Se prepararon 19 reactivos (identificados con letras A a S). En la tabla 1 se muestran los resultados obtenidos con algunos de los reactivos preparados.

El menor límite de detección obtenido fue de 65 µg /ml (reactivo O) de polisacárido IH23 purificado y de 6,5 x 107 UFC/ml en suspensiones de bacterias obtenidas por cultivo de la cepa IH23 (reactivos K y L).

El reactivo K se evaluó en un estudio a ciegas frente a exudados vaginorrectales para determinar la sensibilidad y especificidad diagnóstica del ensayo. Los resultados fueron comparados con los obtenidos por el procedimiento estándar de búsqueda de S. agalactiae en el laboratorio de bacteriología del LAPS.

Se procesaron 67 muestras negativas y 10 positivas, obteniéndose una sensibilidad de 30% (3/10) y especificidad de 90% (60/67).

El reactivo O se evaluó frente a algunas muestras conocidas positivas y negativas de exudados vaginorrectales no observándose reactividad para las mismas.

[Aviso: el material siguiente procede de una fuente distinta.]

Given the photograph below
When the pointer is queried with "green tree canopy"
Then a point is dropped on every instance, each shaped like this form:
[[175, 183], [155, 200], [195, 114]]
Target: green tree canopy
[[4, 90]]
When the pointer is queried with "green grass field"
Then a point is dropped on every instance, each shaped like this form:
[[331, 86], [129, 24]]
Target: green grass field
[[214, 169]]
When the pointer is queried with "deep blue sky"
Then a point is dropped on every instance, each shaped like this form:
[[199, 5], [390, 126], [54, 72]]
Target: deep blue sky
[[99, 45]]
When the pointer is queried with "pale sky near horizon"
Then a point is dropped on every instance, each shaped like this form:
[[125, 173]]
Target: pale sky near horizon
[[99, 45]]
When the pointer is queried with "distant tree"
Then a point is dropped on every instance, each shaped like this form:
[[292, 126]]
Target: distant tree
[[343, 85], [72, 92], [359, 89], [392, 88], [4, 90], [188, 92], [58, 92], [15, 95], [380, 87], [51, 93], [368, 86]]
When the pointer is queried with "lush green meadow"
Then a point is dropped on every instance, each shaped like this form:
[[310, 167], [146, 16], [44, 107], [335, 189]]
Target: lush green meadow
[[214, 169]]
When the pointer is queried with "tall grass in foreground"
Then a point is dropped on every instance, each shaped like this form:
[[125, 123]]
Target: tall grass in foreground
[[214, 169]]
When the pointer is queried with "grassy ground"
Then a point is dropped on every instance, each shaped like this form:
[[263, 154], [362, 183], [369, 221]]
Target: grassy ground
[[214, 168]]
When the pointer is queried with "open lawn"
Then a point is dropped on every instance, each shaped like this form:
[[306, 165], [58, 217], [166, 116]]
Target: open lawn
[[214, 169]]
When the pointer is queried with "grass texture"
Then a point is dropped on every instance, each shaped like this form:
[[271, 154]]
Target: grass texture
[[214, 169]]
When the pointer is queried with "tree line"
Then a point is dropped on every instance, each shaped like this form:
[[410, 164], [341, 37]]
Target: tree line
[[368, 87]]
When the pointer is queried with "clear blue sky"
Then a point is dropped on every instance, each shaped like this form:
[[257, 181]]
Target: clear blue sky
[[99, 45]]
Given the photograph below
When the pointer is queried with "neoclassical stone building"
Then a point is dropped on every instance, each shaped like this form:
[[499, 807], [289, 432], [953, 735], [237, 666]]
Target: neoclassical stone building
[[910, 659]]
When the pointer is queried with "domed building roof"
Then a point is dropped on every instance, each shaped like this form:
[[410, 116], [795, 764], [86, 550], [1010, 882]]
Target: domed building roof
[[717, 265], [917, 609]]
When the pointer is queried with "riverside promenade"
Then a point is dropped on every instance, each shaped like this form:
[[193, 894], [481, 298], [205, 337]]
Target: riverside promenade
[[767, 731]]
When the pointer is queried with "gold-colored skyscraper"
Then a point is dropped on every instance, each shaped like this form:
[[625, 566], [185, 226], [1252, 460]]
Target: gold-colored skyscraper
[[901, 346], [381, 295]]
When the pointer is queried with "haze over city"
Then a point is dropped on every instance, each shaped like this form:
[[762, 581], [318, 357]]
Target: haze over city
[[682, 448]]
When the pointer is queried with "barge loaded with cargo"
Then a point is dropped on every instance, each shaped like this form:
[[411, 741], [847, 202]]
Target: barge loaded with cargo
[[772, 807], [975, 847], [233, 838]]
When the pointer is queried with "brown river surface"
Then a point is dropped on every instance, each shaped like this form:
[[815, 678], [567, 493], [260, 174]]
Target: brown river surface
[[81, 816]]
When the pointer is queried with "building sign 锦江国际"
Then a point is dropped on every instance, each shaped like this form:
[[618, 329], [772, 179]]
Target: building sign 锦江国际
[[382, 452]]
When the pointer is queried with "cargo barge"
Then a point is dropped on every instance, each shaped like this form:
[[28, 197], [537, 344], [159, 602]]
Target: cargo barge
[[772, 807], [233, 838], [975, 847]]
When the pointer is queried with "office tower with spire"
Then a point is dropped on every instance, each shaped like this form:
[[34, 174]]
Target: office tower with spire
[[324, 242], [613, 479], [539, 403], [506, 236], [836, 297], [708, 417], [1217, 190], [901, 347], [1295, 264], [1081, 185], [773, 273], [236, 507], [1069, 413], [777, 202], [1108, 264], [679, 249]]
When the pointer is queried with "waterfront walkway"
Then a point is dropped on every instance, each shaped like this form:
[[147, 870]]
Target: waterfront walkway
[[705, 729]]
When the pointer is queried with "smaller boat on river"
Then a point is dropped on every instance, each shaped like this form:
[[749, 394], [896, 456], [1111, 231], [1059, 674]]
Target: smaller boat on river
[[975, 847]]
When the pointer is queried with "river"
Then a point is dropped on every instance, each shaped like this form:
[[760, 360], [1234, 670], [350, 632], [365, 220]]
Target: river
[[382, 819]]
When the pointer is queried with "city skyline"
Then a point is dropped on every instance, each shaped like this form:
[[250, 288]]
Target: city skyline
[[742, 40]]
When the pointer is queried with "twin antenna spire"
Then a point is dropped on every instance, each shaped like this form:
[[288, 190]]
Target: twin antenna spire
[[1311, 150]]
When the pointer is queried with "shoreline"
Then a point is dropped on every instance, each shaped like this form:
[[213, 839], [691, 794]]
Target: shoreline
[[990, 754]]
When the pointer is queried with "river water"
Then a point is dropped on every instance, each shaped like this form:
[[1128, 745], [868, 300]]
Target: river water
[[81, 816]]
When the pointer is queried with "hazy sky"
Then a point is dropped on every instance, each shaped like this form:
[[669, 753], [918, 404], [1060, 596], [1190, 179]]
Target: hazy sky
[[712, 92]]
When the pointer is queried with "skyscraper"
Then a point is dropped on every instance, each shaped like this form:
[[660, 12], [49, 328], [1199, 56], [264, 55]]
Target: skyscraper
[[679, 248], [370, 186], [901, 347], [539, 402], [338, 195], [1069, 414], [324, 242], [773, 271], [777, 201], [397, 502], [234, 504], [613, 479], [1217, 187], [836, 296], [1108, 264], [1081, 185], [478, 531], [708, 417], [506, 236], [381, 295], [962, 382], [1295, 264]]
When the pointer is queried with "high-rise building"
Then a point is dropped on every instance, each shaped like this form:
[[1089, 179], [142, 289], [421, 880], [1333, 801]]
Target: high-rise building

Evaluación de las tiras de inmunocromatografía

Las tiras de inmunocromatografía fueron ensayadas frente a diferentes concentraciones de polisacárido purificado y a algunas muestras de exudados. Luego de ajustar los distintos elementos componentes de la tira de inmunocromatografía, se obtuvo un límite de detección de 210 µg/ml frente a polisacárido purificado de sobrenadante y de 50 µg/ml frente a polisacárido purificado de pared, ambos de la cepa IH23 (figura 2). No fue posible detectar antígenos de EGB en las muestras positivas de exudados. Al emplear suspensiones de bacterias IH23, el límite de detección obtenido fue de 1x 105 UFC/ ml.

Discusión

Reactivo látex

Las partículas de 0,8 µm permitieron obtener los menores límites de detección, con anticuerpos específicos obtenidos contra cualquiera de las cepas. Los límites de detección tanto frente a polisacárido purificado como frente a bacterias enteras fueron similares para los reactivos preparados con los anticuerpos específicos contra una u otra cepa.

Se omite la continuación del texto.